Research Page Venn Diagram (from Kristyn)

CURRENT PROJECTS

Neuroendocrine-Immune Interactions and Sickness Behaviors

There are energetic tradeoffs between reproduction and immune function. The experimental reductions in total body fat suppress both reproduction and humoral immune responses, suggesting that immunity, like reproduction, tracks seasonal fluctuations in body fat. Despite the link between energy availability and immunity, the precise mechanisms by which energy availability (i.e., body fat) is interpreted by the brain and translated into a physiological signal indicating current energy balance were not fully understood. Siberian hamsters housed in short days display gonadal regression, decreases in total body fat, as well as reduced humoral immunity; exogenous leptin mimicking long-day levels of the hormone attenuated these immune impairments. We demonstrated that exogenous leptin increases circulating levels of the proinflammatory cytokine interleukin (IL) 1β while inhibiting the anti-inflammatory cytokines IL-4 and IL-12. We also demonstrated an important role for the SNS in leptin-induced immunoenhancement by showing in vivo, but not in vitro leptin-enhanced antibody production and that in vivo immune enhancement was blocked by either global chemical denervations or targeted surgical denervations of the spleen. More recently, our lab have been examining the contributions of specific energetic fuels and signals to seasonal variation in sickness intensity. We found that seasonal variation in sickness-induced hypothermia was regulated by seasonal changes in glucose availability and leptin levels; however, seasonal changes in sickness-induced anorexia and body mass loss were regulated by seasonal differences in body mass more generally. Insulin, a pancreatic hormone secreted in response to positive energy balance, has both suppressive and enhancing effects on sickness intensity, depending on energetic and reproductive context.

Dame and Pups    Gut-Brain-Axis

Microbiome Influences on the Neuroendocrine Regulation of Social Behavior

The large intestine of the mammalian gastrointestinal tract contains approximately 100 trillion microorganisms, an amount ten times greater than the total number of cells in the body. This diverse group of symbiotic bacteria, called the gut microbiome, is critical for mammalian survival and exerts a surprisingly powerful influence on the brain and behavior. Interestingly, microbiota can be transmitted from mother to offspring and, thus, alter offspring neurobehavioral development. Our lab is interested in elucidating the physiological mechanisms by which the gut microbiome shapes the development of social behaviors. Currently, we are investigating the consequences of altered maternal microbiome on the neural, endocrine, immune, and behavioral responses of offspring.
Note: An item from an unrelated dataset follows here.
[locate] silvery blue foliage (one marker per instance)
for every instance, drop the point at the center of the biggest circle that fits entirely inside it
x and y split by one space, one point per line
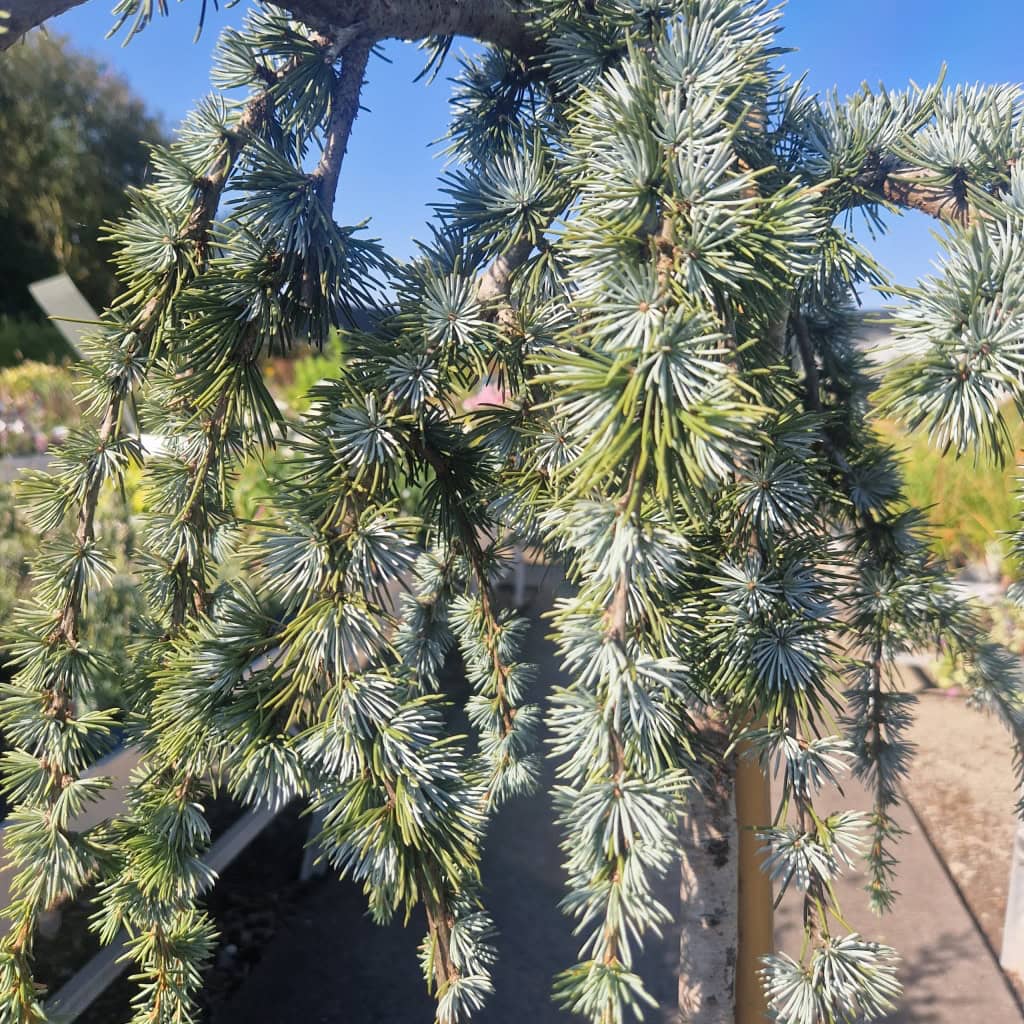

ham3             Aggression (from Kat)

Neuroendocrine Mechanisms of Seasonal Aggression

Many non-tropical mammals, such as Siberian hamsters, undergo seasonal changes in a wide array of physiological and behavioral responses. Specifically, some animals regress their reproductive systems and exhibit decreased circulating levels of androgens during the winter non-breeding season, but “re-grow” their reproductive organs and elevate circulating gonadal steroid levels in time for the impending summer breeding season. Interestingly, some species exhibit equivalent or increased levels of territorial aggression outside of the breeding season. Previous work from our lab has provided evidence that Siberian hamsters undergo a “seasonal switch” in neuroendocrine mechanisms between the breeding and non-breeding seasons, in which the adrenal hormone precursor dehydroepiandrosterone (DHEA) facilitates increased territorial aggression during the non-breeding season. Currently, we are continuing our work on the neuroendocrine mechanisms underlying seasonal aggression by examining the role of adrenal DHEA as a precursor of neurally-derived steroids in breeding and non-breeding hamsters.